Stir together cookie crumbs, amaretto flavoring and butter in a bowl. (Optional) Reserve 1/4 cup crumb mixture for sprinkling over cheesecake, then pat remainder onto bottom and 1 1/2 inches up side of springform pan (about 1 inch thick). Put pan in a shallow baking pan and bake until golden, about 10 minutes. Cool completely on a rack, about 25 minutes. Leave oven on.
Make filling while crust bakes:
Beat cream cheese, mascarpone, and sugar in a large bowl with an electric mixer at medium high speed until fluffy, 3 to 5 minutes. Add eggs 1 at a time, beating well after each addition. Add vanilla, lemon juice, and salt and mix at low speed until combined. Pour into cooled crust and bake until cake is set and puffed around edge but still trembles slightly when pan is shaken gently, 25 to 30 minutes. Cool slightly in springform pan on rack, about 20 minutes. (Cheesecake will continue to set as it cools.) Leave oven on.

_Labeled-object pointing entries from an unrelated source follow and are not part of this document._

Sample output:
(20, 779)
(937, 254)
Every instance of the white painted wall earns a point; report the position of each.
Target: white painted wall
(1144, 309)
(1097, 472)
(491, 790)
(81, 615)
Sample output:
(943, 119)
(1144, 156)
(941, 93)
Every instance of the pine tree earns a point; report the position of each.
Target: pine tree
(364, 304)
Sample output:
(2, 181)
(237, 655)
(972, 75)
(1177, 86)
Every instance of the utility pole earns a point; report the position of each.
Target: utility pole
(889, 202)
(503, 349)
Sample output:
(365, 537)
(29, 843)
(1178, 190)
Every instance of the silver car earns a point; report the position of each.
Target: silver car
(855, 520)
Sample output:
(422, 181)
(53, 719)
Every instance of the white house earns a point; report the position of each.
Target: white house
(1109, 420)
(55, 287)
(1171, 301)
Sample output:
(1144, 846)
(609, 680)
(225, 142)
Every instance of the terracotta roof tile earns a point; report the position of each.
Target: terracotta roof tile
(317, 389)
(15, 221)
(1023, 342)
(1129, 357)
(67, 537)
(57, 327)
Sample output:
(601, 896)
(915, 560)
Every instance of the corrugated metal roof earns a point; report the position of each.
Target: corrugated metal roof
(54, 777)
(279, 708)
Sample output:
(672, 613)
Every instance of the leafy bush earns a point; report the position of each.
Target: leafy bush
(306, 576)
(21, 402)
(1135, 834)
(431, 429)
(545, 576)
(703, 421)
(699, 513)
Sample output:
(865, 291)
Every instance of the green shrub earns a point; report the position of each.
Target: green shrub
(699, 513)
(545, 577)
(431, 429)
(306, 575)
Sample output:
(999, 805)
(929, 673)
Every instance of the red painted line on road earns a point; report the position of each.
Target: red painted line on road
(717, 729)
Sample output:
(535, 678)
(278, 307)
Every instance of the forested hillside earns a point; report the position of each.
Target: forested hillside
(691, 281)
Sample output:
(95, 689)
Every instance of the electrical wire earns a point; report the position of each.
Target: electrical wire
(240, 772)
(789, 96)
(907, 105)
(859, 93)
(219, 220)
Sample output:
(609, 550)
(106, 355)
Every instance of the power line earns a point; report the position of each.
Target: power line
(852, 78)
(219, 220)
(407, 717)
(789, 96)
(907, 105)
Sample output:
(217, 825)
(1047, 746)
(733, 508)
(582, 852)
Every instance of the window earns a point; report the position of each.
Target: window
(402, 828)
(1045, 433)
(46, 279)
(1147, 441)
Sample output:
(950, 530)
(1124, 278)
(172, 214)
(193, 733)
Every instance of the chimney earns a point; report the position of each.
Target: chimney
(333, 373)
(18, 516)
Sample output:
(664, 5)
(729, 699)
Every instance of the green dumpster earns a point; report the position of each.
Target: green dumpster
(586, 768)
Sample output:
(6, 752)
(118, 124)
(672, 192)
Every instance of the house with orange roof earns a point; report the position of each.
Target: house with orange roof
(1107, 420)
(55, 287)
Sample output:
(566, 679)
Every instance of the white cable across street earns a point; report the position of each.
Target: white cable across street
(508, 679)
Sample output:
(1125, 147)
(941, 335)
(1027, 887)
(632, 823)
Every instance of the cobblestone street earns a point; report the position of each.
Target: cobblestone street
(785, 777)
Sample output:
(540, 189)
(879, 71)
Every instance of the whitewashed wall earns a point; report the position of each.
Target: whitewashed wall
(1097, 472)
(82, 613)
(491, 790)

In a large, nonreactive saute pan over medium heat, combine 1/4 cup water & 1/2 cup sugar & bring to boil, stirring to dissolve sugar. Cook 2 minutes, then add berries, lemon juice & salt. Return to boil, then add butter & swirl mixture around in the pan until butter melts. Spoon berries along with the sauce onto warmed dessert placts &, if desired, place a small scoop of vanilla ice cream (or yogurt) in center of each plate. Serve immediately & enjoy!